On the bright side, getting the timeline done meant Matthew bought me lunch yesterday. He wasn't entirely happy about it, but he kept his promise. Last week, we agreed that if I got the timeline done by Friday, he would buy me lunch.
A person telling me I can’t do a thing has always motivated me to do that thing. Sometimes I’ve met people see that as a positive way to get results. It isn’t. I despise people who tell me I can’t do something. The whole thing is based on negative emotions, so it’s hard to get good out of it.
My parents used to do that all the time. They called it reverse psychology, and always said it as though they were really intelligent for putting one over on somebody. But then they'd get mad at you if you saw through what they were doing so their "reverse psychology" didn't work. Isn't that just dopey?
Parents invest years telling you to do as you're told. Then, when you do as you're told, it turns out they were trying to be all sophisticated and sneaky. So you get in trouble for doing what you were told to do. Insane.
The bright side is that I feel good for having gotten so much work done. Of course, I've been telling everyone at PADS and the folks at We Care about what I'm doing. They are hugely encouraging. The volunteers at the different PADS churches actually seem interested in what I'm doing. I mean, they ask me questions about their own situations, and how to connect with people they're worried about. That feels super good.
Denise, the lady who runs We Care, has spoken to me about the project a few times. She has good business sense, so I've also asked her some questions, and bounced ideas with her, about the Kickstarter and how to make the project attractive to business owners. It's a form of cause marketing, right? So it's like Jerry Lewis or the Cancer Society getting people interested in their cause.
It's the first time in my life that I'm looking at things that have happened, and actually doing something with them. I mean, some things have happened that are truly bad. Having parents who didn't want me springs to mind. But this is the first time that I'm looking at those things and deciding "What effect has that had? What do I want to do about that effect?"
I remember saying to Matthew Parks once that growing up without parents who loved me has left a hole in my psyche. Having loving parents is something other people had, and I didn't. Yes, that makes me different. No, there is no way to replace that experience.

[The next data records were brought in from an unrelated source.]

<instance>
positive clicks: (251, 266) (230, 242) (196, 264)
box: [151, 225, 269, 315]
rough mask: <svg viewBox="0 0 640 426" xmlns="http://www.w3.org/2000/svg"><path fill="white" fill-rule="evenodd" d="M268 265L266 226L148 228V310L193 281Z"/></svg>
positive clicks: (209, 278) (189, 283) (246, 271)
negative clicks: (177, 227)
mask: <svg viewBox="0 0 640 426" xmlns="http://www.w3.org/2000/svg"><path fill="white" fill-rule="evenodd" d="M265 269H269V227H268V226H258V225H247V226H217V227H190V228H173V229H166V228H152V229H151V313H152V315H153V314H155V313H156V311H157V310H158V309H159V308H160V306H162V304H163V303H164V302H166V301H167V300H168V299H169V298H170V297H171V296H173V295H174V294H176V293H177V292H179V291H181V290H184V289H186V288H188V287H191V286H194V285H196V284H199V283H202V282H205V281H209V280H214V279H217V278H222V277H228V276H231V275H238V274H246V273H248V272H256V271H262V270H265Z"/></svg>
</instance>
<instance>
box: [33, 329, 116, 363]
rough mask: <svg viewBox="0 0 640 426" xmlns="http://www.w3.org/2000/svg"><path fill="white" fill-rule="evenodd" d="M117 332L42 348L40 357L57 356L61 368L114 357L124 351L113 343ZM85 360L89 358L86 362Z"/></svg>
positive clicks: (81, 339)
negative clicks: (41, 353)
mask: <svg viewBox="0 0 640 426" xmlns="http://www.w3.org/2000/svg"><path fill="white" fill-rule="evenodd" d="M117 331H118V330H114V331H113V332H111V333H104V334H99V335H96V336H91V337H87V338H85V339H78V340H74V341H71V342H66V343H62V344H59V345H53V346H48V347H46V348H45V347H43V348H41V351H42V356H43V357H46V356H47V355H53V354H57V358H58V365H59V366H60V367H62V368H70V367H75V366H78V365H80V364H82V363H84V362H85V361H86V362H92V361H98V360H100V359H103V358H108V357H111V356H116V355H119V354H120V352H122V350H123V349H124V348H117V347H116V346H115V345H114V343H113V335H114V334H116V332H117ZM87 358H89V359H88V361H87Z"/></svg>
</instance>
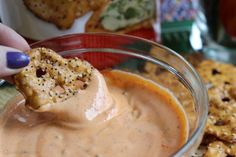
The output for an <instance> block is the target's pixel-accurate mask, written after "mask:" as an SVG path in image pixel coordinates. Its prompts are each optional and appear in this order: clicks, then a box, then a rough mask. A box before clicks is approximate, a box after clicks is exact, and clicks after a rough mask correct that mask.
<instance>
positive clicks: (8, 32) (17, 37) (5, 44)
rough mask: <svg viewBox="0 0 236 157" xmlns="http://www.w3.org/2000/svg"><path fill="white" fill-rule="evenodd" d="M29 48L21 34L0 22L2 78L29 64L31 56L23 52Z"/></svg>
mask: <svg viewBox="0 0 236 157" xmlns="http://www.w3.org/2000/svg"><path fill="white" fill-rule="evenodd" d="M28 49H30V47H29V45H28V43H27V42H26V41H25V40H24V39H23V38H22V37H21V36H20V35H19V34H17V33H16V32H15V31H13V30H12V29H10V28H9V27H7V26H4V25H3V24H1V23H0V78H2V77H6V76H10V75H12V74H15V73H18V72H19V71H20V70H21V69H22V68H23V67H25V66H27V65H28V64H29V60H30V59H29V57H28V56H27V55H26V54H24V53H23V52H22V51H25V50H28Z"/></svg>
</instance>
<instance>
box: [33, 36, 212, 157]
mask: <svg viewBox="0 0 236 157" xmlns="http://www.w3.org/2000/svg"><path fill="white" fill-rule="evenodd" d="M31 47H32V48H33V47H48V48H51V49H53V50H55V51H56V52H58V53H59V54H61V55H63V56H64V57H75V56H77V57H80V58H83V59H85V60H87V61H89V62H90V63H91V64H93V66H94V67H95V68H97V69H99V70H102V69H107V68H113V69H120V70H125V71H129V72H133V73H137V74H139V75H142V76H144V77H147V78H149V79H152V80H153V81H155V82H158V83H159V84H161V85H162V86H164V87H166V88H168V89H169V90H171V91H172V92H173V93H174V95H175V96H176V97H177V98H178V99H179V101H180V102H181V104H182V105H183V108H184V110H185V112H186V114H187V117H188V121H189V126H190V127H189V138H188V141H187V142H186V144H185V145H184V146H182V148H181V149H179V150H178V151H177V152H175V154H173V156H191V154H192V153H193V152H195V150H196V149H197V147H198V146H199V144H200V142H201V139H202V136H203V133H204V126H205V123H206V119H207V113H208V97H207V90H206V88H205V86H204V84H203V82H202V80H201V79H200V77H199V76H198V74H197V73H196V71H195V70H194V69H193V67H192V66H191V65H190V64H189V63H188V62H187V61H186V60H185V59H184V58H183V57H181V56H180V55H178V54H177V53H175V52H174V51H172V50H170V49H168V48H166V47H164V46H162V45H159V44H157V43H154V42H151V41H148V40H145V39H141V38H136V37H131V36H125V35H114V34H104V33H96V34H94V33H93V34H74V35H66V36H61V37H56V38H52V39H48V40H44V41H39V42H37V43H34V44H33V45H31Z"/></svg>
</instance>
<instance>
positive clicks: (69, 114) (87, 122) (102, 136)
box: [0, 70, 188, 157]
mask: <svg viewBox="0 0 236 157" xmlns="http://www.w3.org/2000/svg"><path fill="white" fill-rule="evenodd" d="M103 76H105V79H106V81H105V80H104V77H103ZM103 76H102V75H101V74H100V73H99V72H98V71H97V70H94V72H93V75H92V79H91V83H90V84H89V86H88V88H87V89H86V90H84V91H80V92H79V94H77V95H76V96H74V97H71V98H70V99H68V100H66V101H64V102H62V103H58V104H56V105H54V106H50V108H47V109H46V110H47V112H43V113H36V112H33V111H30V110H28V109H27V108H26V107H25V105H24V100H23V98H22V96H18V97H17V98H16V99H15V100H13V101H12V102H11V103H10V104H8V106H7V107H6V109H5V111H4V112H3V113H2V117H1V121H0V157H50V156H53V157H167V156H171V154H173V153H174V152H175V151H177V150H178V149H179V148H180V147H181V146H182V145H183V144H184V142H186V139H187V137H188V125H187V118H186V116H185V113H184V111H183V109H182V107H181V105H180V104H179V103H178V101H177V100H176V98H175V97H174V96H173V95H172V94H171V93H170V92H169V91H168V90H167V89H165V88H163V87H161V86H159V85H157V84H155V83H154V82H152V81H149V80H147V79H144V78H142V77H140V76H138V75H135V74H131V73H128V72H122V71H117V70H113V71H105V72H103Z"/></svg>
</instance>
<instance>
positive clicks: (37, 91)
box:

The fact is that I have to live with that gap. But that's no reason to believe I can't love a wife or child, and be a good husband and dad.
For a long time, I believed that's exactly what it meant. Even with Maria and the kids, I was unsure of myself and held back. I'm sorry for the pain that caused all of us. But I'm learning. I'm getting better. And writing this book is my tool for looking at, into, myself.
Dr. Glasser, the choice theory guy, says all we do is behave, and we choose our behavior. Okay. I think he's skimming over the reality of reflex, but I get the point. Dr. Maltz, the psycho-cybernetics guy, says the same sort of thing. He says we can decide who we want to be, and then we get there by trying and making correction as we go. John Maxwell makes the same point in his book Failing Forward. The faster we try, make mistakes, fix them, and learn, the faster we make progress toward our goal.